Method: A cross-sectional survey invitation was sent to MSW students in 16 of 22 California MSW programs in April 2018. The sample included 647 MSW students (response rate of 16.5% across all students invited). All respondents received the Colorblind Racial Attitudes Scale (CoBRAS) and demographic measures. White students received the Psychosocial Costs of Racism to Whites Scale (PCRW) and the Anti-Racism Behavioral Inventory (ARBI). Students of color responded to the Perceived Ethnic Discrimination Questionnaire (PEDQ), the Stereotype Confirmation Concern Scale (SCCS), and the People of Color Racial Identity Attitudes Scale (PRIAS). Analysis of variance (ANOVA) was conducted on the CoBRAS between five racial categories: Latinx (n=289), White (n=138), Black (n=78), Asian (n=75), and Multiracial (n=56). Pearson R correlations were used to examine the strength of associations between the CoBRAS and PRCW for White students; and to examine the strength of associations between CoBRAS, PEDQ, PRAIS, and SCCS for students of color.

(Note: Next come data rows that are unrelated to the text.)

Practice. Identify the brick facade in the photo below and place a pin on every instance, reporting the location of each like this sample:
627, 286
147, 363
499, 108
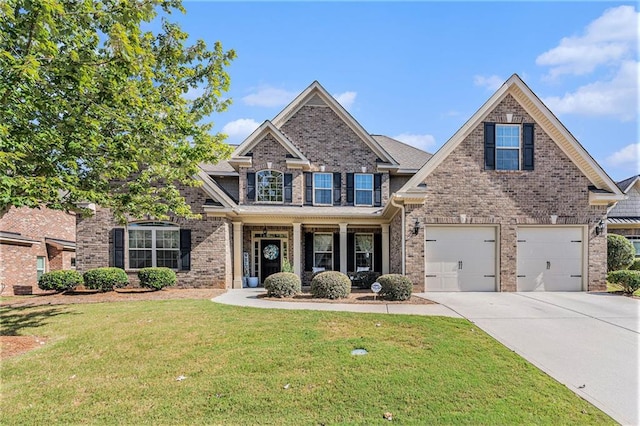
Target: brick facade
18, 260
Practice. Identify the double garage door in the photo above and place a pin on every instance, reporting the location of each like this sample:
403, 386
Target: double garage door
464, 258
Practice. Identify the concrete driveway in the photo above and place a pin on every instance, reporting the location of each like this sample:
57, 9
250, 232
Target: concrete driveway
587, 341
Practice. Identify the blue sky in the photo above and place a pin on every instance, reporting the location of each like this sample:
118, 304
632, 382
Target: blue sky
417, 71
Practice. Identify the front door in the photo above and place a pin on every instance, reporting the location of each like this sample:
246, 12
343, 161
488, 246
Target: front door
269, 258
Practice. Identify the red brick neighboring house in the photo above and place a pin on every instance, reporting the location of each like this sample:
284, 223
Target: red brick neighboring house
34, 241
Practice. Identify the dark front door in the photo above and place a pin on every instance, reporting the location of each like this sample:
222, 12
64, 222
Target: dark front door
269, 258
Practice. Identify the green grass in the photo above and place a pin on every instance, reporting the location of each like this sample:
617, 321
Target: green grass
117, 363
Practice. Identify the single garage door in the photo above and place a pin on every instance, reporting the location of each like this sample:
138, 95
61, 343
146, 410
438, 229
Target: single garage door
550, 259
460, 258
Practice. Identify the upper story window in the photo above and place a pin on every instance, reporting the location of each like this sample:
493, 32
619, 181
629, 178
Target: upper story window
364, 189
270, 186
507, 147
154, 244
322, 188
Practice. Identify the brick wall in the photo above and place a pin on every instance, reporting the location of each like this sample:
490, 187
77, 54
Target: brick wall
460, 185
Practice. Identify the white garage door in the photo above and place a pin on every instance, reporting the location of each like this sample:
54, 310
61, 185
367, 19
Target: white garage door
460, 258
550, 259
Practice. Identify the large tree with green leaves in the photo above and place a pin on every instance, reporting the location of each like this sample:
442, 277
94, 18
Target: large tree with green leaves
94, 107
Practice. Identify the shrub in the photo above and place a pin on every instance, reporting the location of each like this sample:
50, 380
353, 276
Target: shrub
629, 280
60, 280
105, 279
330, 285
395, 287
282, 284
620, 252
364, 279
157, 278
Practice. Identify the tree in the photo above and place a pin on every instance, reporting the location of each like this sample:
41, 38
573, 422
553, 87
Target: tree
94, 109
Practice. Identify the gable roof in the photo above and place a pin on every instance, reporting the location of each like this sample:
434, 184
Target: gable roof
549, 123
315, 91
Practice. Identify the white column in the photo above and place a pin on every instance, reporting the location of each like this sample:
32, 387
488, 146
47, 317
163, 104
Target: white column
237, 254
343, 248
385, 248
297, 245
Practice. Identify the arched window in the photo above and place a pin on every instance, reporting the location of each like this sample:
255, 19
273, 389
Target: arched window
269, 186
154, 244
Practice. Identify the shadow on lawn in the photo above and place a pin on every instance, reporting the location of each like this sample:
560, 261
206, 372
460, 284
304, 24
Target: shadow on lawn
15, 319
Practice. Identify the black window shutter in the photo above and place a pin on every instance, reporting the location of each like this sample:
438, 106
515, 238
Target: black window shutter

Results: No statistically significant difference was detected between the five racial groups on the CoBRAS. For White students, participation in anti-racist behaviors were negatively correlated with higher scores on colorblind ideology (p < .001). White students’ anti-racist behaviors were also positively correlated with higher scores on PRCW measures of empathy and guilt (p < .001). Conversely, White students’ anti-racist behaviors were negatively associated with increased fear of people of color (p < .001). For students of color, CoBRAS scores were positively correlated with conformity and negatively correlated with immersion (p < .001). Stereotype confirmation was also associated increased desire to conform to dominant culture (as measured by PRIAS sub-scales of immersion, dissonance, and conformity) (p < .001).

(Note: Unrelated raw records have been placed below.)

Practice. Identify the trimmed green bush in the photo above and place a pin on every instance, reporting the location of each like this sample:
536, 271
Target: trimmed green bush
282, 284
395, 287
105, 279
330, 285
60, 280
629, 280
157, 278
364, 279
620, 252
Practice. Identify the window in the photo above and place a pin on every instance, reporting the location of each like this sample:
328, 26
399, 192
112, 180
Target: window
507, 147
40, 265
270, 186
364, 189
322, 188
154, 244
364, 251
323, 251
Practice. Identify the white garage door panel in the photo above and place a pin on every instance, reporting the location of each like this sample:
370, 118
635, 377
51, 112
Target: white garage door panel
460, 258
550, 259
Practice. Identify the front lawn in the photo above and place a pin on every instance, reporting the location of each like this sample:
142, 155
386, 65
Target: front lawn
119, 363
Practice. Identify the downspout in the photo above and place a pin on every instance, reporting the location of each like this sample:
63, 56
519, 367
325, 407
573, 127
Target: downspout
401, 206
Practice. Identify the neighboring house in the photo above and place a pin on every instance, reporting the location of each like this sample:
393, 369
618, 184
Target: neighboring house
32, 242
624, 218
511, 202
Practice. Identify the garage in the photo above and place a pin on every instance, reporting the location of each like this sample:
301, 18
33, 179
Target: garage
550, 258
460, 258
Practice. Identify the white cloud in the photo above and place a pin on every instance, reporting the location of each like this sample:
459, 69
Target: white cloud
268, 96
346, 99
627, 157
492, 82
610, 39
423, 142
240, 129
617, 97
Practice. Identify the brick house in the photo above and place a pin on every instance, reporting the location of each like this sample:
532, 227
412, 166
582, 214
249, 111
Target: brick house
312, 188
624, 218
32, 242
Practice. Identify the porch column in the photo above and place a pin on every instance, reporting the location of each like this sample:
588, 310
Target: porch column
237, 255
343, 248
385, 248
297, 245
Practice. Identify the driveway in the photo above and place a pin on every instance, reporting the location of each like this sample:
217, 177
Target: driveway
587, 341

Implications:Students across racial groups scored similarly on colorblind ideology. However, responses to these beliefs impacted them in different ways. For White students, a combination of empathetic understandings of racial privilege, and a willingness to address fears of people of color may help to increase engagement in anti-racist behaviors. For students of color, higher levels of colorblind ideology impacted their own racial identities. The relationship between stereotype threat and racial identities also suggests students of color experience pressure to conform to the dominant culture. These findings suggest a need to further uniquely address dimensions of MSW students’ experiences and perspectives across various racial groups. Educational strategies and interventions can use this knowledge to advance pedagogy toward racial equity and justice. Subsequent analysis (in this symposium) will also look at student of color subgroups to better understand their unique experiences.